Es ist wirklich erstaunlich, wie leicht das Arbeiten nach einer gewissen Eingewöhnung von der Hand geht und wie schnell man zu motivierenden Ergebnissen kommt. Nicht zu vergessen: Software und Computer sind fast 30 Jahre alt. Auch Stabilität und Timing sind wirklich bemerkenswert.
Niemand ahnte zu dieser Zeit, wie groß der Quantensprung sein sollte, der mit dieser Entwicklung angestoßen wurde. MIDI-Recording revolutionierte die Musikproduktion und machte die Arbeit mit elektronischen Klangerzeugern plötzlich unheimlich effizient und preisgünstig.
Die grundlegende Arbeitsweise hat sich später auch auf den gesamten Audiobereich ausgeweitet – und letztlich auf alle Medien inklusive Video.
In Kürze kommt auch noch ein Video, auf dem ich die Arbeit mit dieser „antiken“ Technologie dokumentiere.
Hi
Netter Artikel. Ohne ein MIDI-Interface startet Pro-16 nicht, oder?

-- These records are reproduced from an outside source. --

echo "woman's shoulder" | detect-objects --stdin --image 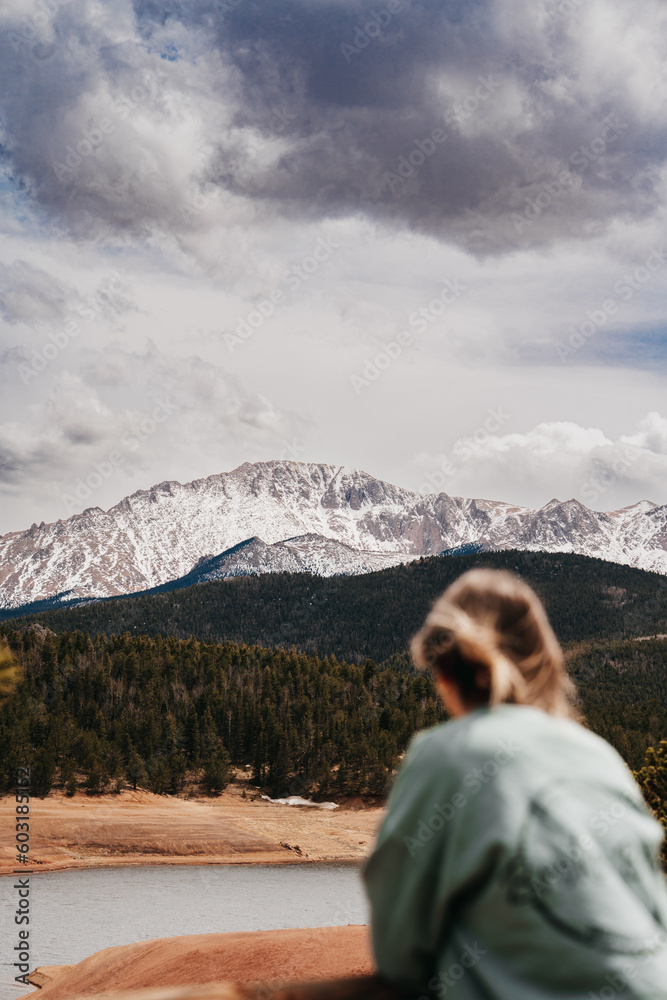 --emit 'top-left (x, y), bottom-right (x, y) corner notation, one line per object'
(408, 705), (634, 788)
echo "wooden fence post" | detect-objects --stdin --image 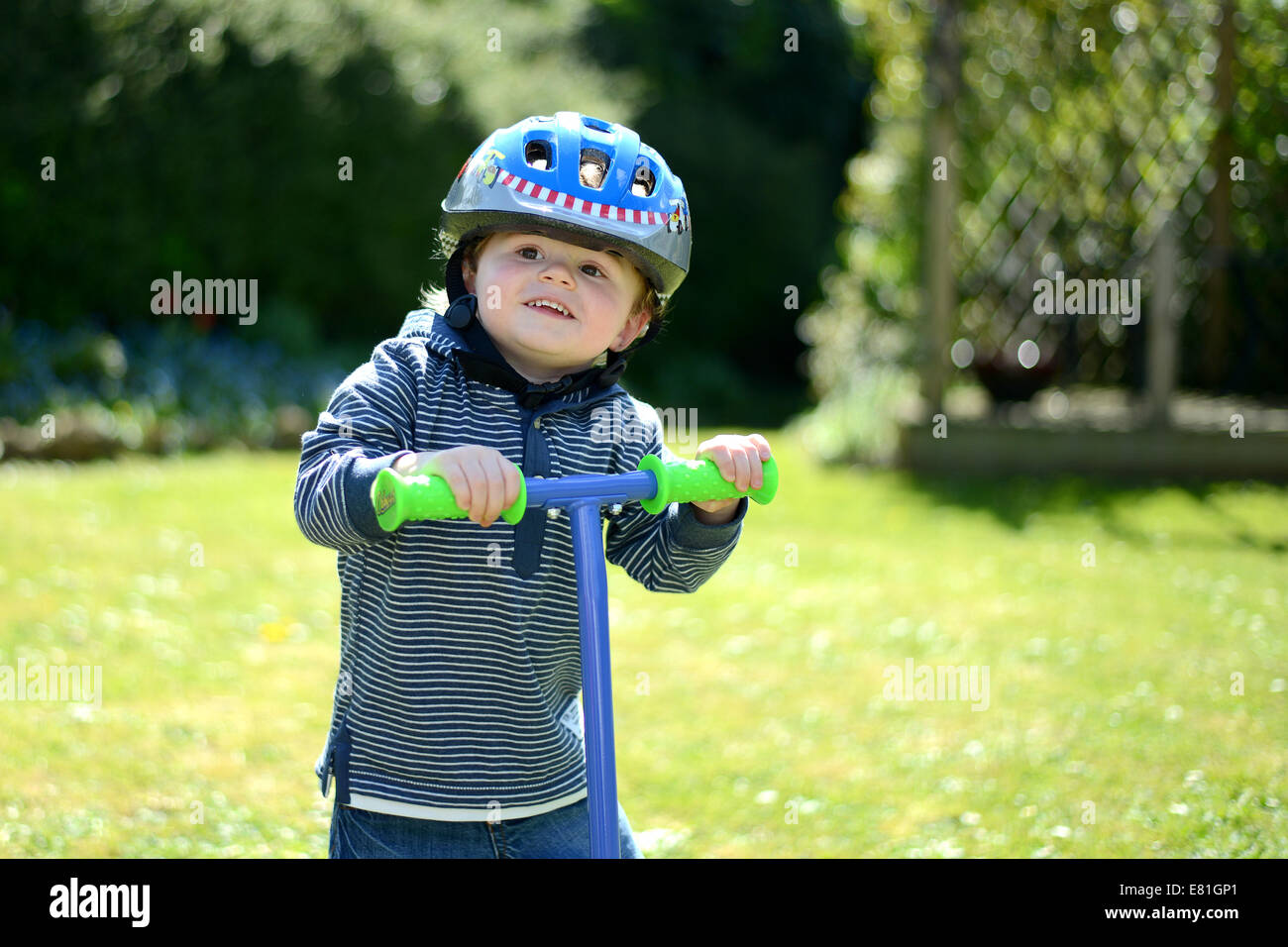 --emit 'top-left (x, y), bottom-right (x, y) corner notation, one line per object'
(1145, 215), (1180, 428)
(921, 0), (961, 415)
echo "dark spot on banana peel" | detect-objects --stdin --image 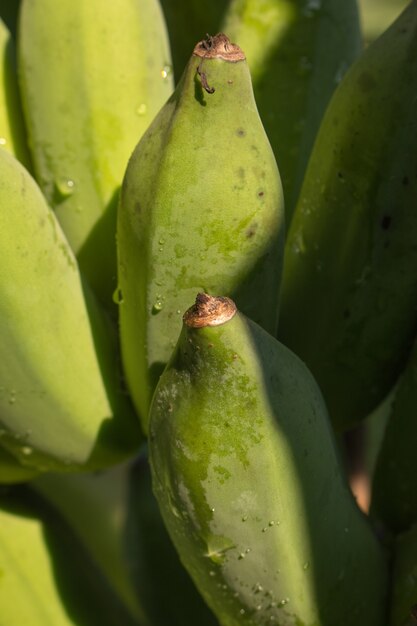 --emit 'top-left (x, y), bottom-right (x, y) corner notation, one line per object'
(358, 72), (377, 91)
(381, 215), (392, 230)
(246, 223), (258, 239)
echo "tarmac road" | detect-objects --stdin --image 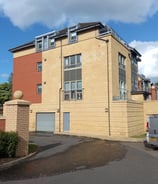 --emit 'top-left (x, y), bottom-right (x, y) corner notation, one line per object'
(0, 136), (158, 184)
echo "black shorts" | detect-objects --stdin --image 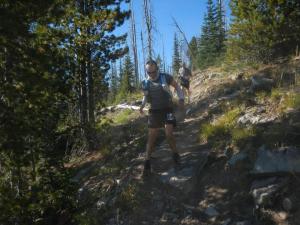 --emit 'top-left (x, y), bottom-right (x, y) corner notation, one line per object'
(180, 77), (190, 89)
(148, 109), (176, 128)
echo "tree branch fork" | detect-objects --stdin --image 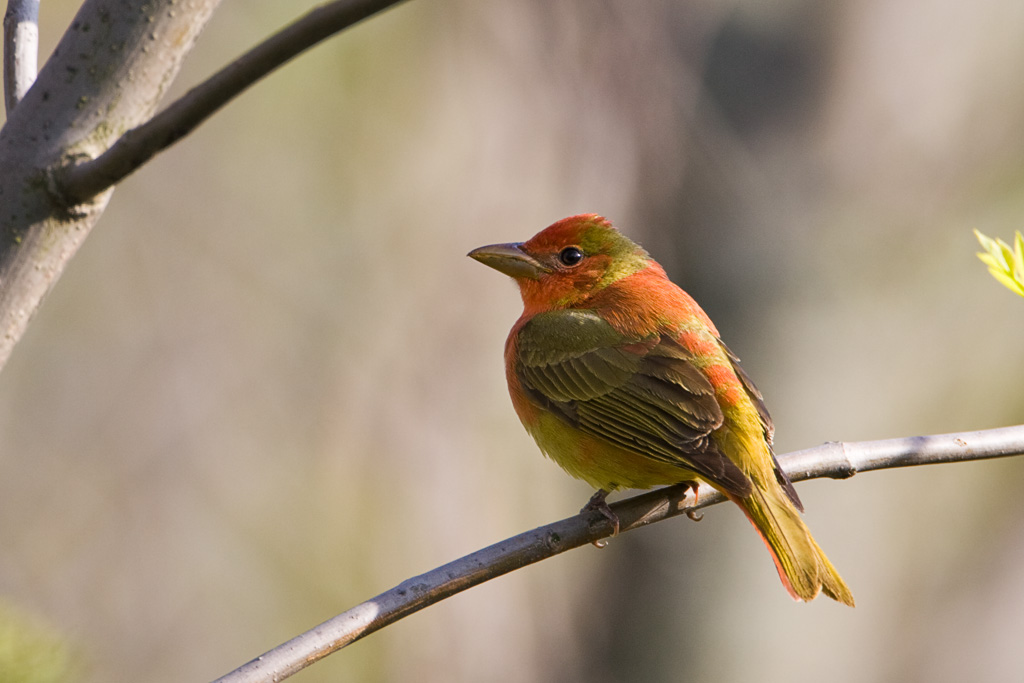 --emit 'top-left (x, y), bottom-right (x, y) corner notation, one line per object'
(209, 425), (1024, 683)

Weißt du zufälligerweise wo man heute noch sowas herkriegt? Ich habe mittlerweile schon oft gesucht, bin aber nie fündig geworden.
mfG – Der Dude
Naja, ohne MIDI-Interface kann man nicht viel damit anstellen. Ich glaube schon, dass das Programm startet.
Ich habe diese Sachen noch aus meinen MIDI-Anfangszeiten (und freue mich, dass alles sogar noch funktioniert). Aber selbst bei Ebay ist das kaum zu bekommen. Vielleicht ein Fall für Flohmarkt-Glück – zum Beispiel beim Musikerflohmarkt von Musik-Produktiv? Aber vielleicht gibt’s im Bekanntenkreis ja den einen oder anderen (älteren) Musiker, der sowas noch auf dem Dachboden haben könnte?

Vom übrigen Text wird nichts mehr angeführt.